Bad news for arachnophobes: exotic spiders are “flourishing” in Britain, according to The Guardian, with a new species of jumping spider recently identified on the Cornwall campus of the University of Exeter and Falmouth University. Tylan Berry of the British Arachnological Society spotted the 3mm-4mm spider while taking part in a “bioblitz” (or, in less exciting terminology, a biological census), telling the newspaper: “It’s a pretty little thing, and looks like a bit of old 1970s carpet – brown and white and patterned.” The newly identified spider, whose closest known relative is found in the Caribbean, is “established on the campus and easy to find in good numbers, living and breeding, and it’s also been found in another ornamental garden 30 miles away”, Mr Berry said. And the good news keeps coming for the spider-averse: “much larger” Mediterranean species now very much at home in the UK include the false wolf spider and the green-fanged tube web spider, names that don’t sound frightening in the slightest.

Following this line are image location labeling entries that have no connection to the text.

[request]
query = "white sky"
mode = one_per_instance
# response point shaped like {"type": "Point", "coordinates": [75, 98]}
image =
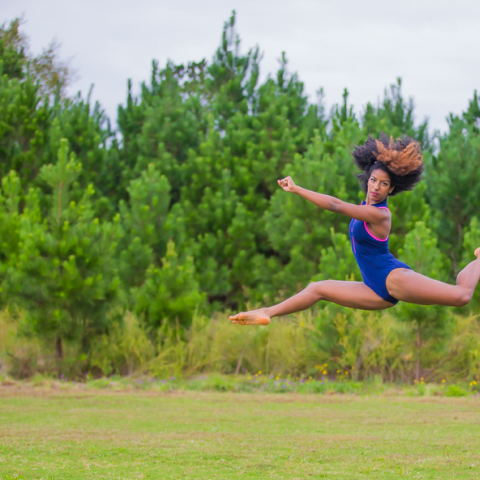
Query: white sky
{"type": "Point", "coordinates": [434, 45]}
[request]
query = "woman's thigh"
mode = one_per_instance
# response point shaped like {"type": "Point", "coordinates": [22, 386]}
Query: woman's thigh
{"type": "Point", "coordinates": [351, 294]}
{"type": "Point", "coordinates": [409, 286]}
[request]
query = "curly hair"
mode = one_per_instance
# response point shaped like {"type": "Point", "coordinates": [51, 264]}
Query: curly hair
{"type": "Point", "coordinates": [401, 159]}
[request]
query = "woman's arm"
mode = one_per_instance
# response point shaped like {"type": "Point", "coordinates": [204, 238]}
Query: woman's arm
{"type": "Point", "coordinates": [365, 213]}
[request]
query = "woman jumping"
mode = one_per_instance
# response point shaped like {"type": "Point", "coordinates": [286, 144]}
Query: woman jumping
{"type": "Point", "coordinates": [389, 167]}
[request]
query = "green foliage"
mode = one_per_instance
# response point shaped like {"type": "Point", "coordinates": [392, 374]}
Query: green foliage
{"type": "Point", "coordinates": [454, 182]}
{"type": "Point", "coordinates": [65, 273]}
{"type": "Point", "coordinates": [170, 293]}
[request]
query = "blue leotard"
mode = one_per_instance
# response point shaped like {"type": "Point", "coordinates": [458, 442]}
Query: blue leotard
{"type": "Point", "coordinates": [373, 257]}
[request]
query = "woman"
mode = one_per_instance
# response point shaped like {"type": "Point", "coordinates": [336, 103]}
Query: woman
{"type": "Point", "coordinates": [389, 167]}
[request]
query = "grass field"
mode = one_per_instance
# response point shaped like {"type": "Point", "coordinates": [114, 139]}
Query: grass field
{"type": "Point", "coordinates": [69, 434]}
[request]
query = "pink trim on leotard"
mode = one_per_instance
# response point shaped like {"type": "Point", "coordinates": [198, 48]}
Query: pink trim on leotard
{"type": "Point", "coordinates": [373, 236]}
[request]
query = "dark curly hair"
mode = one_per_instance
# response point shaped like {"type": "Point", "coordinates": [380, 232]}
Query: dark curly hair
{"type": "Point", "coordinates": [401, 159]}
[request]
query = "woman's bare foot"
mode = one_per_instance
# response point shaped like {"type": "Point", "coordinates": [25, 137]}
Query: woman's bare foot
{"type": "Point", "coordinates": [254, 317]}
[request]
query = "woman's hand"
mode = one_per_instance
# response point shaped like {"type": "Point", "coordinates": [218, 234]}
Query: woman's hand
{"type": "Point", "coordinates": [287, 184]}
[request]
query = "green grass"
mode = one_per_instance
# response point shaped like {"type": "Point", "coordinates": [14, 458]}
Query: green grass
{"type": "Point", "coordinates": [48, 433]}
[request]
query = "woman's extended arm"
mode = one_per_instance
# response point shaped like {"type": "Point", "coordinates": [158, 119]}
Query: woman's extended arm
{"type": "Point", "coordinates": [366, 213]}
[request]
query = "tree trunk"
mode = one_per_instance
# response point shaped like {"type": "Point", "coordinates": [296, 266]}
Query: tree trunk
{"type": "Point", "coordinates": [419, 346]}
{"type": "Point", "coordinates": [58, 348]}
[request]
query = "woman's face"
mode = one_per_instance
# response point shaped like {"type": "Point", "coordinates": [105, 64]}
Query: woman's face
{"type": "Point", "coordinates": [379, 186]}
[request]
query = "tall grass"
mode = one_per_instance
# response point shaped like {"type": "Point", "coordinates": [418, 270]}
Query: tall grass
{"type": "Point", "coordinates": [332, 342]}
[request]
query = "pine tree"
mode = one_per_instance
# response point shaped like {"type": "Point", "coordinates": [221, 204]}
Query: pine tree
{"type": "Point", "coordinates": [65, 272]}
{"type": "Point", "coordinates": [421, 253]}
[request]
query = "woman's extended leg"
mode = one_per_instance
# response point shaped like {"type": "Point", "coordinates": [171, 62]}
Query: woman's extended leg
{"type": "Point", "coordinates": [348, 294]}
{"type": "Point", "coordinates": [412, 287]}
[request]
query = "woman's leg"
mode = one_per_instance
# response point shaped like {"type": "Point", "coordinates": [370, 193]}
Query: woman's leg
{"type": "Point", "coordinates": [348, 294]}
{"type": "Point", "coordinates": [412, 287]}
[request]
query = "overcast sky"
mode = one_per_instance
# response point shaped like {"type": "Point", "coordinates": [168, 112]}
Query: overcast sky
{"type": "Point", "coordinates": [434, 45]}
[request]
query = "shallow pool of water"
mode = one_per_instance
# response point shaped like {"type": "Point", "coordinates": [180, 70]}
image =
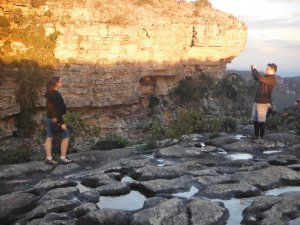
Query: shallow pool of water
{"type": "Point", "coordinates": [272, 152]}
{"type": "Point", "coordinates": [240, 156]}
{"type": "Point", "coordinates": [82, 188]}
{"type": "Point", "coordinates": [239, 136]}
{"type": "Point", "coordinates": [235, 207]}
{"type": "Point", "coordinates": [278, 191]}
{"type": "Point", "coordinates": [193, 190]}
{"type": "Point", "coordinates": [132, 201]}
{"type": "Point", "coordinates": [295, 221]}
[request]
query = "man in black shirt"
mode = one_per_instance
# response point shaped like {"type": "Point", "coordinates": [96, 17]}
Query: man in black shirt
{"type": "Point", "coordinates": [263, 99]}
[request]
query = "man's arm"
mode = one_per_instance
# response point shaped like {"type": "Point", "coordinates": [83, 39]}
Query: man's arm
{"type": "Point", "coordinates": [255, 73]}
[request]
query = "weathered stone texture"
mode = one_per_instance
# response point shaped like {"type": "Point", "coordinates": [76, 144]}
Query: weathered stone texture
{"type": "Point", "coordinates": [119, 53]}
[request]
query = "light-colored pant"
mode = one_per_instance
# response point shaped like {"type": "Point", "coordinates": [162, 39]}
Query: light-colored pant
{"type": "Point", "coordinates": [259, 112]}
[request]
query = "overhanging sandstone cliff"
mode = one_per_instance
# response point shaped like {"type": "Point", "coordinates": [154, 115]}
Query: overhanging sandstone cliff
{"type": "Point", "coordinates": [119, 52]}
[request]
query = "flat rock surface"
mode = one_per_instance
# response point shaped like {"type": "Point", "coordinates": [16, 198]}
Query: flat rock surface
{"type": "Point", "coordinates": [187, 181]}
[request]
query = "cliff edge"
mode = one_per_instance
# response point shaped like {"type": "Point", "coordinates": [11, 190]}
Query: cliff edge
{"type": "Point", "coordinates": [112, 54]}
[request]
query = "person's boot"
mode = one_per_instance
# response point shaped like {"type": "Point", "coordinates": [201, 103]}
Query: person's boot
{"type": "Point", "coordinates": [256, 129]}
{"type": "Point", "coordinates": [262, 130]}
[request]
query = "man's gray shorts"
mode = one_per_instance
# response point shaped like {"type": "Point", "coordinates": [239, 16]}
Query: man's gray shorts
{"type": "Point", "coordinates": [259, 112]}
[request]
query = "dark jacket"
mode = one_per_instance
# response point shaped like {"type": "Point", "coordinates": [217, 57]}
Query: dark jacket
{"type": "Point", "coordinates": [265, 88]}
{"type": "Point", "coordinates": [55, 106]}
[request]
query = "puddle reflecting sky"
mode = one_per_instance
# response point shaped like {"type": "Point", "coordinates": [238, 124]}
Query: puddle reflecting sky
{"type": "Point", "coordinates": [240, 156]}
{"type": "Point", "coordinates": [278, 191]}
{"type": "Point", "coordinates": [132, 201]}
{"type": "Point", "coordinates": [187, 194]}
{"type": "Point", "coordinates": [235, 207]}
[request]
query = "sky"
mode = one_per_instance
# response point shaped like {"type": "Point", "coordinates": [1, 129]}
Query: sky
{"type": "Point", "coordinates": [273, 33]}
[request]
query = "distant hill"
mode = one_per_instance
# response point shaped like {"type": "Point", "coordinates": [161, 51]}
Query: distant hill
{"type": "Point", "coordinates": [286, 91]}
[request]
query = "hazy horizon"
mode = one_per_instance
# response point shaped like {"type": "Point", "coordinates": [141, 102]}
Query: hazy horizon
{"type": "Point", "coordinates": [273, 34]}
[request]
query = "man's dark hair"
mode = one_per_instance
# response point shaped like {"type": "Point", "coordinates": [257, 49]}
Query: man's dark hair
{"type": "Point", "coordinates": [273, 66]}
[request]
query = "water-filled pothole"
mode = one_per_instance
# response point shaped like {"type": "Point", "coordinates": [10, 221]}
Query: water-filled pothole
{"type": "Point", "coordinates": [239, 156]}
{"type": "Point", "coordinates": [193, 190]}
{"type": "Point", "coordinates": [236, 206]}
{"type": "Point", "coordinates": [278, 191]}
{"type": "Point", "coordinates": [129, 202]}
{"type": "Point", "coordinates": [272, 152]}
{"type": "Point", "coordinates": [239, 136]}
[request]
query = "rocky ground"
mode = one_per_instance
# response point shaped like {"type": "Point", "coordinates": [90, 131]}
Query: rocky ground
{"type": "Point", "coordinates": [193, 180]}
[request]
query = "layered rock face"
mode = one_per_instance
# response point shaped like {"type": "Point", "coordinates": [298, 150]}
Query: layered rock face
{"type": "Point", "coordinates": [120, 53]}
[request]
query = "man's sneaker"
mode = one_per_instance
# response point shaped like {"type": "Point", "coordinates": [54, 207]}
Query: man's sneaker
{"type": "Point", "coordinates": [65, 161]}
{"type": "Point", "coordinates": [259, 140]}
{"type": "Point", "coordinates": [51, 162]}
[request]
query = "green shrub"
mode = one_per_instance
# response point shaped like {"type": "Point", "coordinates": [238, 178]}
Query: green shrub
{"type": "Point", "coordinates": [21, 155]}
{"type": "Point", "coordinates": [110, 142]}
{"type": "Point", "coordinates": [4, 23]}
{"type": "Point", "coordinates": [78, 127]}
{"type": "Point", "coordinates": [193, 121]}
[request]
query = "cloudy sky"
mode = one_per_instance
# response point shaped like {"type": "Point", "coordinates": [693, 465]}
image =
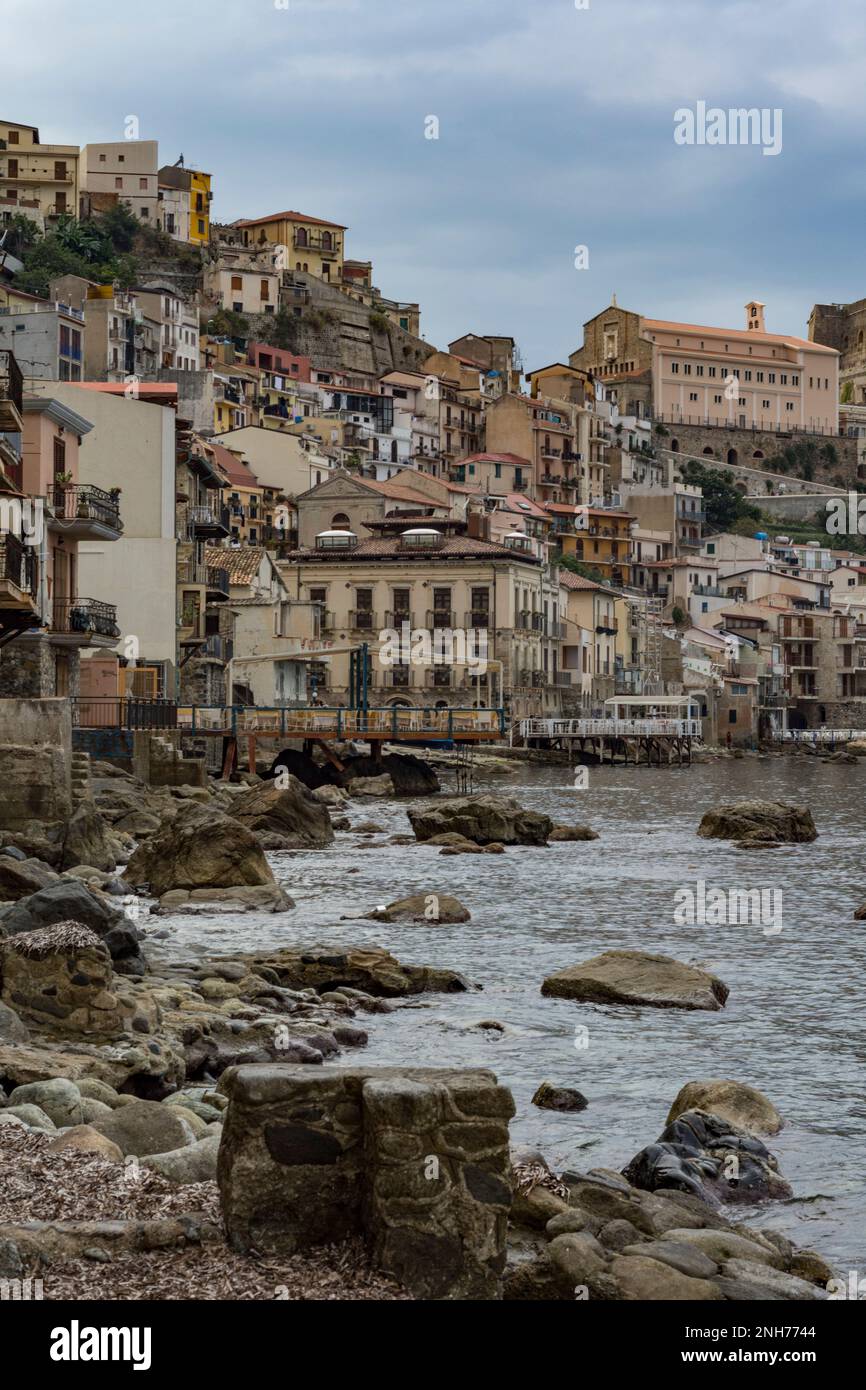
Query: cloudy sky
{"type": "Point", "coordinates": [555, 131]}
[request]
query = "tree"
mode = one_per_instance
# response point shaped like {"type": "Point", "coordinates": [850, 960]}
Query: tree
{"type": "Point", "coordinates": [723, 502]}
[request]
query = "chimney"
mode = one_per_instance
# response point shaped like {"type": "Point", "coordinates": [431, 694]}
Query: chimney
{"type": "Point", "coordinates": [754, 316]}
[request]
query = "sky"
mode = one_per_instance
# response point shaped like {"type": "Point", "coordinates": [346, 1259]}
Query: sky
{"type": "Point", "coordinates": [555, 131]}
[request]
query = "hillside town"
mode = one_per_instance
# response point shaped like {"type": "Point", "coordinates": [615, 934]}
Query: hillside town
{"type": "Point", "coordinates": [230, 466]}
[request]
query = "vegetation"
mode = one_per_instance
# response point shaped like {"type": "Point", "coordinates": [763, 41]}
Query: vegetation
{"type": "Point", "coordinates": [723, 502]}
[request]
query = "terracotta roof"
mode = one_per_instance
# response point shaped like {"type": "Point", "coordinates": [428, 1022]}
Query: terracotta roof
{"type": "Point", "coordinates": [740, 334]}
{"type": "Point", "coordinates": [287, 217]}
{"type": "Point", "coordinates": [242, 563]}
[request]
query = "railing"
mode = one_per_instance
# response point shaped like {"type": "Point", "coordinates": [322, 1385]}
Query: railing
{"type": "Point", "coordinates": [609, 727]}
{"type": "Point", "coordinates": [85, 616]}
{"type": "Point", "coordinates": [18, 563]}
{"type": "Point", "coordinates": [82, 502]}
{"type": "Point", "coordinates": [11, 380]}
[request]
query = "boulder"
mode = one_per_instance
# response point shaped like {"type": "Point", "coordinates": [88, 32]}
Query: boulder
{"type": "Point", "coordinates": [711, 1158]}
{"type": "Point", "coordinates": [421, 906]}
{"type": "Point", "coordinates": [292, 812]}
{"type": "Point", "coordinates": [638, 977]}
{"type": "Point", "coordinates": [146, 1127]}
{"type": "Point", "coordinates": [72, 901]}
{"type": "Point", "coordinates": [758, 822]}
{"type": "Point", "coordinates": [200, 848]}
{"type": "Point", "coordinates": [21, 877]}
{"type": "Point", "coordinates": [733, 1101]}
{"type": "Point", "coordinates": [84, 1139]}
{"type": "Point", "coordinates": [559, 1098]}
{"type": "Point", "coordinates": [195, 1164]}
{"type": "Point", "coordinates": [483, 819]}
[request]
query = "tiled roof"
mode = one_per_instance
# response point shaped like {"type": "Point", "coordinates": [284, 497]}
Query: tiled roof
{"type": "Point", "coordinates": [242, 562]}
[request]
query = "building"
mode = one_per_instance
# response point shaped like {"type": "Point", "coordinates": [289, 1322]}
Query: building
{"type": "Point", "coordinates": [195, 206]}
{"type": "Point", "coordinates": [128, 171]}
{"type": "Point", "coordinates": [31, 173]}
{"type": "Point", "coordinates": [310, 243]}
{"type": "Point", "coordinates": [46, 337]}
{"type": "Point", "coordinates": [45, 660]}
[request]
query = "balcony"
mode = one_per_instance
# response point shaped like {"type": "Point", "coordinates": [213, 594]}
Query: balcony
{"type": "Point", "coordinates": [84, 623]}
{"type": "Point", "coordinates": [441, 617]}
{"type": "Point", "coordinates": [85, 513]}
{"type": "Point", "coordinates": [207, 521]}
{"type": "Point", "coordinates": [18, 578]}
{"type": "Point", "coordinates": [363, 620]}
{"type": "Point", "coordinates": [217, 584]}
{"type": "Point", "coordinates": [11, 392]}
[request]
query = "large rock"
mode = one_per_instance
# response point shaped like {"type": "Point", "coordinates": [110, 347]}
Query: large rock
{"type": "Point", "coordinates": [200, 848]}
{"type": "Point", "coordinates": [759, 822]}
{"type": "Point", "coordinates": [733, 1101]}
{"type": "Point", "coordinates": [292, 812]}
{"type": "Point", "coordinates": [484, 819]}
{"type": "Point", "coordinates": [146, 1127]}
{"type": "Point", "coordinates": [421, 906]}
{"type": "Point", "coordinates": [86, 841]}
{"type": "Point", "coordinates": [72, 901]}
{"type": "Point", "coordinates": [638, 977]}
{"type": "Point", "coordinates": [711, 1158]}
{"type": "Point", "coordinates": [21, 877]}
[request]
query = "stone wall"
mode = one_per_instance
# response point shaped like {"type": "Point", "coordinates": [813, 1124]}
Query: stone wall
{"type": "Point", "coordinates": [35, 761]}
{"type": "Point", "coordinates": [414, 1159]}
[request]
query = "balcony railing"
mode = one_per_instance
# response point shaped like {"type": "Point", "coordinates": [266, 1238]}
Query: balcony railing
{"type": "Point", "coordinates": [70, 616]}
{"type": "Point", "coordinates": [18, 563]}
{"type": "Point", "coordinates": [82, 502]}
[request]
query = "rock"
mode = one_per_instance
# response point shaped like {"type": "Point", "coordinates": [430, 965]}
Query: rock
{"type": "Point", "coordinates": [766, 1282]}
{"type": "Point", "coordinates": [195, 1164]}
{"type": "Point", "coordinates": [640, 1279]}
{"type": "Point", "coordinates": [759, 820]}
{"type": "Point", "coordinates": [59, 1098]}
{"type": "Point", "coordinates": [146, 1127]}
{"type": "Point", "coordinates": [267, 897]}
{"type": "Point", "coordinates": [381, 786]}
{"type": "Point", "coordinates": [200, 848]}
{"type": "Point", "coordinates": [573, 833]}
{"type": "Point", "coordinates": [11, 1027]}
{"type": "Point", "coordinates": [85, 840]}
{"type": "Point", "coordinates": [84, 1139]}
{"type": "Point", "coordinates": [685, 1258]}
{"type": "Point", "coordinates": [421, 906]}
{"type": "Point", "coordinates": [559, 1098]}
{"type": "Point", "coordinates": [733, 1101]}
{"type": "Point", "coordinates": [638, 977]}
{"type": "Point", "coordinates": [71, 901]}
{"type": "Point", "coordinates": [708, 1157]}
{"type": "Point", "coordinates": [20, 877]}
{"type": "Point", "coordinates": [29, 1115]}
{"type": "Point", "coordinates": [291, 812]}
{"type": "Point", "coordinates": [483, 819]}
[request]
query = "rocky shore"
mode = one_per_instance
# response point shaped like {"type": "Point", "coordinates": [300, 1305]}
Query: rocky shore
{"type": "Point", "coordinates": [117, 1073]}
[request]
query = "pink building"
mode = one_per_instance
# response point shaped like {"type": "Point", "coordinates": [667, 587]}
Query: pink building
{"type": "Point", "coordinates": [742, 377]}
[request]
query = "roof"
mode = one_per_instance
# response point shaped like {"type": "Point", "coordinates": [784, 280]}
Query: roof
{"type": "Point", "coordinates": [740, 334]}
{"type": "Point", "coordinates": [242, 563]}
{"type": "Point", "coordinates": [287, 217]}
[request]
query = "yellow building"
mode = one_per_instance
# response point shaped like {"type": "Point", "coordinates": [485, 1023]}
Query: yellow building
{"type": "Point", "coordinates": [41, 178]}
{"type": "Point", "coordinates": [199, 188]}
{"type": "Point", "coordinates": [310, 243]}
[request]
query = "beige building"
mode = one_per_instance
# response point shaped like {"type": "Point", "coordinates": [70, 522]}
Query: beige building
{"type": "Point", "coordinates": [128, 171]}
{"type": "Point", "coordinates": [35, 174]}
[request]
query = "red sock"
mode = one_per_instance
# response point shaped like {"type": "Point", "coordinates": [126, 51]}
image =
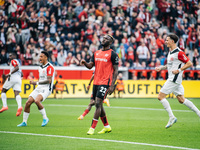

The student who makes it through university without a single embarrassing moment immortalised on camera is a rare (and lucky) one. But a recent series of photos captured at the University of Cambridge went too far, those involved told student newspaper Varsity. As The Times reported, Fitzwilliam College distributed photos of students’ messy bedrooms and kitchens, taken by housekeepers without their knowledge, in a college-wide email that described them as “an illustration of what housekeeping DO NOT want to see on their weekly visits”. The college subsequently recalled the email and apologised to students, telling The Times, “The inclusion of an image of a student room was unacceptable.” For some, however, the damage was done: “Everyone knew it was my kitchen, so I was near enough named and shamed to the entire college,” one student said, calling the “deeply embarrassing” incident a “massive invasion of privacy”.
Literature researchers might want to double-check that first-edition novel before they cite it: nine people have been arrested on suspicion of stealing valuable Russian-language books from the 19th century and replacing them with “outstanding quality” fakes, The Guardian reported. According to Europol, the group is believed to have stolen at least 170 books from libraries across Europe, many of which were subsequently sold at auction and are now considered “irrecoverable”. Among the institutions struck were the University of Warsaw, which reported the loss of Pushkin and Gogol first editions, and the National Institute for Oriental Languages and Civilisations, Paris, from which a dozen manuscripts were stolen. “In total, the criminal group is believed to be responsible for the theft of at least 170 books, causing financial damages amounting to around €2.5 million (£2.1 million) and an immeasurable patrimonial loss to society,” Europol said in a statement.